Narasi Perempuan di Linimasa
Okky Madasari ;
Novelis; Novel kelimanya, Kerumunan Terakhir, terbit Mei 2016
|
JAWA POS, 21 April
2016
INI tahun 2016. Masa di
mana hampir semua orang sudah memiliki telepon genggam. Masa di mana
orang-orang seusia saya yang biasa disebut sebagai generasi millennial atau
generasi Y sudah terhubung satu sama lain melalui Facebook dan Twitter.
Masa di mana perempuan
bisa mengungkapkan pikiran-pikirannya dengan hanya memainkan jempol. Mulai
isu politik hingga soal makanan anak. Dari soal pekerjaan sampai soal
kecantikan.
Kita hidup di zaman
mutakhir. Dan, pada masa ini pula, kita masih akan mendapati perdebatan di
layar Facebook dan Twitter tentang mana yang lebih baik: perempuan yang
bekerja atau perempuan yang menjadi ibu rumah tangga? Pe¬rempuan yang memakai
jilbab syari atau berpakaian seksi?
Perempuan yang memakai rok
atau mengenakan celana jins? Perempuan yang menikah atau memilih lajang
seumur hidup? Perempuan yang begini atau begitu? Dan sederet perdebatan lain
tentang perempuan. Tentang bagaimana seharusnya menjadi perempuan.
Segala dalih dan dalil
dikemukakan. Mulai ayat kitab suci, pepatah nenek moyang, kutipan dari
buku-buku, hingga omongan pejabat dan ustad-ustad. Konten-konten yang
menjadikan perempuan sebagai objek yang harus diatur untuk menjadi begini dan
begitu tak berhenti diproduksi.
Hilir mudik setiap hari.
Mulai yang panjangnya 140 karakter di Twitter, status di Facebook, hingga
tulisan panjang di blog dan media-media lainnya.
Mulai zaman Adam dan Hawa
hingga zaman media sosial bangunan imaji atas sosok perempuan selalu menjadi
medan pertempuran. Berbagai narasi dibuat untuk mengatur perempuan. Mulai
kisah di kitab suci, dongeng yang dikisahkan turun-temurun, buku agama,
hingga karya sastra, dan kini konten-konten yang diproduksi di internet.

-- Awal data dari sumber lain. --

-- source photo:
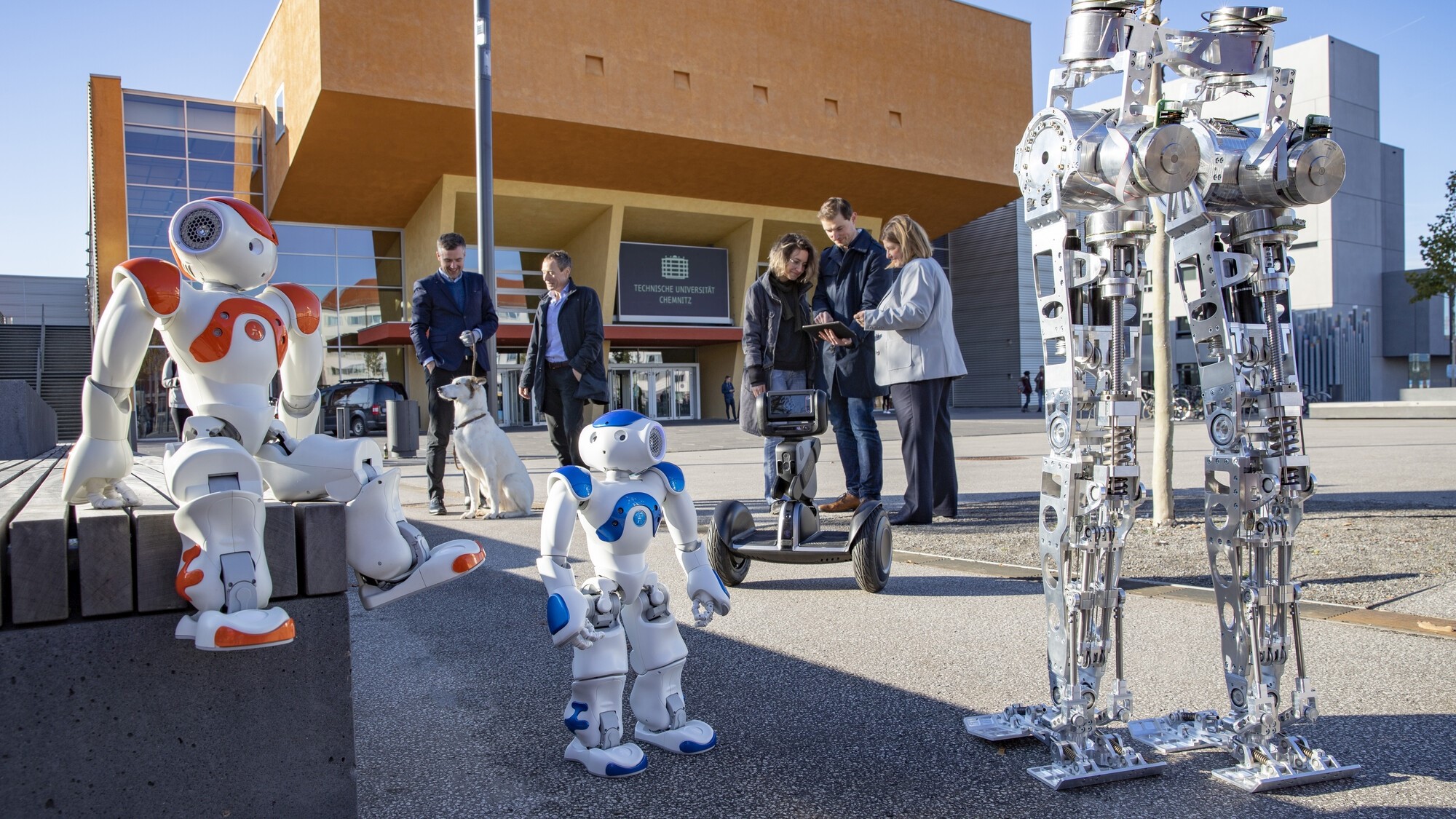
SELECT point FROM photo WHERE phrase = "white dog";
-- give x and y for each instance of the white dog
(487, 455)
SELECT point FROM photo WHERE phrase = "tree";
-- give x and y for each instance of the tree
(1439, 254)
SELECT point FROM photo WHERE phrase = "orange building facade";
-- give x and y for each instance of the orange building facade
(640, 123)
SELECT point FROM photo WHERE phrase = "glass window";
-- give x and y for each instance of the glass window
(305, 240)
(314, 272)
(155, 202)
(213, 175)
(222, 149)
(359, 242)
(148, 231)
(212, 117)
(157, 171)
(135, 253)
(369, 273)
(152, 110)
(145, 139)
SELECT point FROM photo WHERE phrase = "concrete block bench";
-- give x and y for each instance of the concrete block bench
(106, 713)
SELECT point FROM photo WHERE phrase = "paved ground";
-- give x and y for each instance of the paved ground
(834, 701)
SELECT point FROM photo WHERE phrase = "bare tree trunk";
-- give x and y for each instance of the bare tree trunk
(1163, 474)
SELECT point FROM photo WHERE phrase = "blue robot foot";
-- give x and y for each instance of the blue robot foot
(612, 762)
(694, 737)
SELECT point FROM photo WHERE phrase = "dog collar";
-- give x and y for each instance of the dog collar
(471, 420)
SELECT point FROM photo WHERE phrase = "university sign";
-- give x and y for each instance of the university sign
(672, 285)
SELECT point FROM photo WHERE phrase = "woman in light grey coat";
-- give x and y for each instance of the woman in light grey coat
(918, 357)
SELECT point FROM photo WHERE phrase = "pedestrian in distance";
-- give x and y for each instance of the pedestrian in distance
(918, 356)
(777, 352)
(454, 317)
(564, 368)
(730, 405)
(852, 279)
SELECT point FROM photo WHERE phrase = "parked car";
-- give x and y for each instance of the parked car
(366, 401)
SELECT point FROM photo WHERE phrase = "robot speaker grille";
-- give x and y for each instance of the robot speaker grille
(200, 229)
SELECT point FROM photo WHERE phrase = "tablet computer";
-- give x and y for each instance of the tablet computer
(838, 328)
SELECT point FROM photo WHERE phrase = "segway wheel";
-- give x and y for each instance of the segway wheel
(871, 551)
(732, 521)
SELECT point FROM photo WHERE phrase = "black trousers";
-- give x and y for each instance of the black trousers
(442, 420)
(563, 411)
(924, 413)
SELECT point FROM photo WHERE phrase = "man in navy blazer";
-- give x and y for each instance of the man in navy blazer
(452, 318)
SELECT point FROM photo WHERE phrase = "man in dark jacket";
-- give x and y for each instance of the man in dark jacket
(852, 279)
(452, 318)
(564, 368)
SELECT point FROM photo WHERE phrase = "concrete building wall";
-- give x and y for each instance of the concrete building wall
(44, 299)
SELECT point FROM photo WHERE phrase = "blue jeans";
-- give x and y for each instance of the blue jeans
(778, 381)
(860, 448)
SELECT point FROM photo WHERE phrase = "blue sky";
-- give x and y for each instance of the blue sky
(47, 52)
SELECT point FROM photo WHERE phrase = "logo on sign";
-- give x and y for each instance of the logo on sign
(675, 267)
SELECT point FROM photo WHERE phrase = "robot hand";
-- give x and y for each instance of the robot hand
(708, 592)
(94, 474)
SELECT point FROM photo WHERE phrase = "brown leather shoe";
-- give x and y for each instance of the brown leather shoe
(844, 503)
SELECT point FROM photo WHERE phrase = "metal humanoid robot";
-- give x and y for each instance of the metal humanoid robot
(228, 346)
(1231, 235)
(1109, 164)
(621, 512)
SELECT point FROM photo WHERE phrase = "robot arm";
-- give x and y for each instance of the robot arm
(143, 292)
(304, 362)
(567, 490)
(708, 592)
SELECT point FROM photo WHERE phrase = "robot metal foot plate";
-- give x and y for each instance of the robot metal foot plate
(614, 762)
(694, 737)
(1013, 723)
(448, 561)
(251, 628)
(1077, 775)
(1177, 732)
(1270, 778)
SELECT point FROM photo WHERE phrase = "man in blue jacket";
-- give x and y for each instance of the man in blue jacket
(852, 277)
(452, 318)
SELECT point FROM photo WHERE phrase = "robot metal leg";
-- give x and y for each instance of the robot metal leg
(659, 654)
(595, 710)
(1257, 481)
(1090, 497)
(223, 570)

Kekuasaan agama melahirkan
teks-teks kitab suci yang menjadi pedoman bagaimana seharusnya menjadi
perempuan. Bahkan, dalam kisah yang pertama hadir di dunia tentang turunnya
Adam dan Hawa, perempuan dihadirkan sebagai sosok penggoda yang mengakibatkan
Adam melakukan hal yang dilarang Tuhan.
Beratus tahun kemudian,
ada seorang laki-laki tampan bernama Yusuf yang digandrungi begitu banyak
perempuan. Semua berebut ingin menarik perhatian dia, tak terkecuali ibu
angkatnya.
Dia pun dituduh memerkosa
ibu angkatnya. Padahal, ibu angkatnya itulah yang terus merayu dan mengajak
dia bercengkerama.
Narasi tuduhan pemerkosaan
Yusuf itu pun akhirnya menjadi model cerita yang terus dikembangkan setiap
ada laporan pemerkosaan hingga hari ini. ''Suka sama suka'' atau
''perempuannya yang merayu terus'' menjadi suara umum dalam masyarakat kita
setiap ada laporan pemerkosaan.
Di Indonesia hari ini,
kita bisa melihat begitu banyak buku yang menjadikan dirinya sebagai
representasi kekuasaan agama. Karya-karya berlabel islami dan religi
mendominasi toko-toko buku.
Karya-karya seperti ini
menggambarkan perempuan sebagai sosok yang menutup aurat, penurut, berbakti
kepada suami, dan mau dipoligami. Melalui kisah di novel, perempuan diberi
pengetahuan cara berbusana sesuai dengan aturan agama, cara memperlakukan
suami, hukum perkawinan, hukum bergaul, dan sebagainya.
Melalui novel, perempuan
diberi pengetahuan yang sesungguhnya hanya merupakan cara kekuasaan untuk
mengontrol dan mengatur perempuan sesuai dengan keinginan mereka.
Lihat saja bagaimana
Ayat-Ayat Cinta, novel yang laku keras dan mendapat perhatian besar dalam masyarakat
itu, menggambarkan perempuan. Fahri seorang laki-laki yang digilai banyak
perempuan. Dia menikah dengan Aisha, perempuan cantik berjilbab dan bercadar,
yang kelak mendorong suaminya menikah lagi dengan Maria.
Sementara itu, ada satu
sosok perempuan yang membuat pengakuan palsu bahwa dia diperkosa Fahri.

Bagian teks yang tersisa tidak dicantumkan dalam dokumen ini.